I know that camp chores are my duty; traditionally, a young man serves as apprentice to a more experienced hunter, and shows respect by serving him. I shiver as the stove crackles to life, then duck outside for more wood. Though our little valley lies in cold shadow, the mountains glow in the rising sun. Ptarmigan chuckle in the willows twenty yards away, and whir into flight.
Clarence is quiet this morning. Then again, he's usually that way.
Even if he stops by my cabin in town to pay a social call, he'll sometimes sit without speaking, with no sign of discomfort no matter how long the silence continues. It seems to be a stillness born of the land, of a life spent listening, watching, and waiting. I've often tried to imitate this quiet, but that's all it is-an imitation.
We sit eating oatmeal and drinking coffee, listening to the stove hiss. Finally he lifts his cup, nods to himself and says, "Too much think about bullshit. That's what makes you nervous."

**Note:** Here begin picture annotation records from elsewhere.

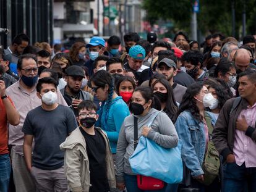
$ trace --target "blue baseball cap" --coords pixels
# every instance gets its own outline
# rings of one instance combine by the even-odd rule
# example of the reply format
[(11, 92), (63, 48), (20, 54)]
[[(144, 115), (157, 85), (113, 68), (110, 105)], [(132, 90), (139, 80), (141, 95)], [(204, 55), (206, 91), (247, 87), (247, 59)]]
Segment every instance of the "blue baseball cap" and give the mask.
[(96, 46), (101, 45), (105, 46), (105, 41), (100, 36), (93, 36), (90, 40), (90, 43), (86, 45), (86, 48), (88, 48), (90, 46)]
[(130, 48), (129, 55), (135, 59), (144, 59), (146, 56), (146, 51), (140, 45), (137, 44)]

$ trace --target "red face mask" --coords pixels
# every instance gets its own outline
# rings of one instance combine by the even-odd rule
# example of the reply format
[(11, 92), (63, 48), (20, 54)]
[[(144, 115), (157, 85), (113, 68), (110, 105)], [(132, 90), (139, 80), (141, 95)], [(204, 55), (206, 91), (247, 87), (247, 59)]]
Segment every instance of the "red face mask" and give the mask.
[(132, 92), (121, 91), (120, 96), (122, 96), (122, 99), (127, 103), (132, 96)]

For a moment I'm nonplussed, not sure what he's talking about.
Then I remember: my questions last night regarding Inupiat culture, philosophy, and the future. Asking about a canyon or a river was one thing; asking if he worried about the changing world was another.
Clarence's vast knowledge is anchored in the practical and the immediate-reading snow conditions, building sleds, picking out the best caribou from a herd. Abstract notions are superfluous; no, worse. Bullshit. The Inupiaq language, I remind myself, has no future tense.